2 minute read
Keep an eye out for long-nosed bandicoots
The Mornington Peninsula is known as a destination for nature-lovers because of its diverse landscape, ranging from the wild ocean coastline to the magical hinterland. And of course the landscape provides habitat for a range of wildlife to keep your eye out for.
Long-nosed bandicoots on the southern Peninsula have made the news this year because they’ve been seen in increasing numbers. This has delighted Mornington Peninsula Landcare Network’s newsletter editor Greg Holland. “It was getting very close to long-nosed bandicoots completely disappearing from the Peninsula,” he says.
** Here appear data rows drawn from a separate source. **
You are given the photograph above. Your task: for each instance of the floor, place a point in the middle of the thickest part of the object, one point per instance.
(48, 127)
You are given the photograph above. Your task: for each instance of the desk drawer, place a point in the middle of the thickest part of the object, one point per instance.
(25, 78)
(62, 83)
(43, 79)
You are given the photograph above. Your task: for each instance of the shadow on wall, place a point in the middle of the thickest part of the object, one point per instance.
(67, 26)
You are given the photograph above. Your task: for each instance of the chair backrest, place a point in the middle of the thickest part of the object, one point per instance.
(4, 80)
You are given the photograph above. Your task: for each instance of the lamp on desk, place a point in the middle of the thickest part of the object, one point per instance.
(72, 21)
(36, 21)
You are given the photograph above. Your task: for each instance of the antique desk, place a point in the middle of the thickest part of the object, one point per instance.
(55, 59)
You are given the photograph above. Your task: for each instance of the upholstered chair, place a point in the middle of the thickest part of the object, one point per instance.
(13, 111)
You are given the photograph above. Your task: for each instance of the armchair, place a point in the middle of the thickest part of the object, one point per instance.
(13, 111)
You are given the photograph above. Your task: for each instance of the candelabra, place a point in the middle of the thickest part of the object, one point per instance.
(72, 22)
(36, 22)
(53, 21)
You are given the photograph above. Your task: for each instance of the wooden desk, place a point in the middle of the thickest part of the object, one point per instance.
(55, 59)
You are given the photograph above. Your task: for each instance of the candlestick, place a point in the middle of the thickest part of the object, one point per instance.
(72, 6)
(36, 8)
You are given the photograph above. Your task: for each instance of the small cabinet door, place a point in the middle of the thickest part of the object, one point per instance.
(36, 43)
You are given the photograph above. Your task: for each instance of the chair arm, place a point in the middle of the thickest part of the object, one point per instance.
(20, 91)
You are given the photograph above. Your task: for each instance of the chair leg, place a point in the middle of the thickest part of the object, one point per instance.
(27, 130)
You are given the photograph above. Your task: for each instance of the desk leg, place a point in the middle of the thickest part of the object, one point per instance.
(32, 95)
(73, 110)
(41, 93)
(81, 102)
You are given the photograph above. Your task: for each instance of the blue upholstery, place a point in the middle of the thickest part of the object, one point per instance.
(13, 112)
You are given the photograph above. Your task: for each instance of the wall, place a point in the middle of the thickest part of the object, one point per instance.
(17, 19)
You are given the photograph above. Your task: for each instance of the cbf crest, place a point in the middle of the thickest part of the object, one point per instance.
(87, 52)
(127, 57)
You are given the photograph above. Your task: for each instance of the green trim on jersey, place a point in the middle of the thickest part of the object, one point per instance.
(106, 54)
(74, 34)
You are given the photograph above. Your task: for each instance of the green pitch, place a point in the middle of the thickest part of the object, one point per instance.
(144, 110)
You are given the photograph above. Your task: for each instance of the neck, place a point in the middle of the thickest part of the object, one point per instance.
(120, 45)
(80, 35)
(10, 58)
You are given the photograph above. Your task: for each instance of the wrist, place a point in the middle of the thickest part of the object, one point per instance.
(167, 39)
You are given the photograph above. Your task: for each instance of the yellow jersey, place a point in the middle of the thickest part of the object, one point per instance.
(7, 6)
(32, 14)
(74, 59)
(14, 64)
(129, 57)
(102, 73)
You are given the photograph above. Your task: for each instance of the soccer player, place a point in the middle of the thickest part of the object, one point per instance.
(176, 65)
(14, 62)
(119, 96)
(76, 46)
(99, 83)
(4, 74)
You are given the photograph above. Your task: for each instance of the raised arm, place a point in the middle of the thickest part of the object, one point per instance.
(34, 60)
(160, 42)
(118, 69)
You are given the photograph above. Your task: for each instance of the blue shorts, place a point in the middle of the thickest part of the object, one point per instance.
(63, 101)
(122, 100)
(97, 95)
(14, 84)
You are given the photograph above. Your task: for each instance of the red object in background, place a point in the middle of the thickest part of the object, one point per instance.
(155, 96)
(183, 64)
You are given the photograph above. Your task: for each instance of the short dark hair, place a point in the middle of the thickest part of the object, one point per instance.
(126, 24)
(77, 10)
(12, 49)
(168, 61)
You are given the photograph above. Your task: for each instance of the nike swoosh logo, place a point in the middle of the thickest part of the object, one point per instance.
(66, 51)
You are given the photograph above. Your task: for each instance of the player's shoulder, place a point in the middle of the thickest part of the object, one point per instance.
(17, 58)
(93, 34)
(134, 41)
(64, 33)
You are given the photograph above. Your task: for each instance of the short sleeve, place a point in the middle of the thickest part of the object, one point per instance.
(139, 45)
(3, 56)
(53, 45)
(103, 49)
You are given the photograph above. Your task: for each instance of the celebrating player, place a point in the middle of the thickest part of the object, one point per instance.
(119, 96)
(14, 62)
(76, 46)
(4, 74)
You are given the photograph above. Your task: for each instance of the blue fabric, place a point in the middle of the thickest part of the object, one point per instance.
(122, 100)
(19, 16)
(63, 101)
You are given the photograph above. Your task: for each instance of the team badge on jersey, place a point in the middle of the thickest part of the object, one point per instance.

Greg says long-nosed bandicoots are important to our environment because they’re classified as ecosystem engineers. “They spend a lot of time foraging. They scratch around and shove their nose into the ground, sniffing to see if there’s any bug or insects. If they smell an insect, they dig a little hole to get to it. Those holes stay around for quite a while, so they’ve opened the ground below to oxygen and extra water filtration. The ground is covered with leaf litter and bits of old trees. They’re continually scrambling that around and eventually that gets buried in soil and composts down, cultivating the soil.”
Through Parks Victoria’s biennial camera monitoring program Signs of Healthy Parks, the population trends of long-nosed bandicoots and other small mammals in the Point Nepean and Mornington Peninsula national parks are mapped over time. Camera evidence this year shows long-nosed bandicoots have dispersed over 10km to the southeast. “Not only has their range increased, but they have increased in numbers too due to good habitat conditions providing places for them to hide from predators, providing good food and good habitat to raise kids in.”
The main two predators of the long-nosed bandicoots are foxes and cats. Mornington Peninsula Shire has a 24-hour cat curfew in place. Despite this, the camera monitoring program confirmed sightings of cats out at night. In support of long-nosed bandicoot protection, Parks Victoria’s Southern Peninsula team has secured three years of federal funding to target fox and cat predation through Sorrento, Blairgowrie, and west Rye.
“All ecosystems are interconnected,” Greg says. “Humans are part of the ecosystem and we often forget that. If you unbalance the ecosystem, which humans have been pretty good at doing, then the ecosystem becomes unstable and species die out, and other species you don’t want to grow in number – like foxes and cats – start to multiply.”